Prior art devices exist which do not utilize discrete spacer technology to produce a uniformly thin flat layer of liquid crystal material. Such techniques include depositing a layer comprising a liquid crystal material on the single substrate. See for instance information contained in U.S. Pat. No. 3,409,404, Nov. 5, 1968 to Fergason and the article titled Liquid Crystal Media for Electron Beam Recording, by J. R. Hansen and R. J. Schneeberger, IEEE Transactions on Electron Devices, Vol. ED-15, No. 11, November 1968. The approaches described in the above references suffer from the fact that the thickness of the flat layer of liquid crystal material is dependent upon the properties of the liquid crystal material and/or the liquid crystal is not provided a hermetically sealed environment. Such limitations could require a sequence of operations which are incompatible with the implementation of various addressing mechanisms necessary to operate the cell.
Limitations of discrete spacer technology are noted in U.S. Pat. No. 4,166,544 to Soref, Sep. 26, 1978. U.S. Pat. No. 4,116,544 identifies a spacer technique comprising a plurality of mesas formed on a substrate. Although mesas improves the control over the separation gap in liquid crystal cells as compared to the more conventional gasket, such an approach requires relatively complicated processing steps to implement.

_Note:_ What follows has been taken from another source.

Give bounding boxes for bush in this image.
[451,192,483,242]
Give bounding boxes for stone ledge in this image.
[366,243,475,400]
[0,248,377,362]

U.S. Pat. No. 5,016,987 to Smith Jr. May 21, 1991 describes an approach which involves the use of three substrates to seal a uniformly thin flat layer of liquid crystal material. U.S. Pat. No. 5,016,987 requires a large number of complementary surfaces to be fabricated on each of the three substrates and as a consequence, is a relatively complicated device to fabricate. This is attributed to the requirement that each of the opposing pair of substrates are inserted within an deformable annulus which contains a chevron profile.
Additional applications which utilize liquid crystal cells include optical focusing systems. See for instance U.S. Pat. No. 4,037,929 to Bricot et al, Jul. 26, 1977, and U.S. Pat. No. 4,190,330 to Berreman, Feb. 26, 1980. Applications which involve a cell functioning as a lens require variations in the optical path length of a wavefront which traverses the cell to be a well behaved function of the cell's aperture. Consequently, the nature of the addressing mechanism which applies electric fields to the cell and/or the cell shape must be implemented in a manner to accommodate such a functional relationship. See for instance information in U.S. Pat. No. 4,190,330, column 4, lines 12 to lines 22.
Applications which involve cells functioning as spatial light modulators and form an image of the uniformly thin, flat layer of liquid crystal material impose no such constraints. Accordingly, a need exists for a technique which establishes a uniformly thin, flat cell gap in electro-optic cells and which eliminates the undesirable aspects associated with the use of discrete spacer technology.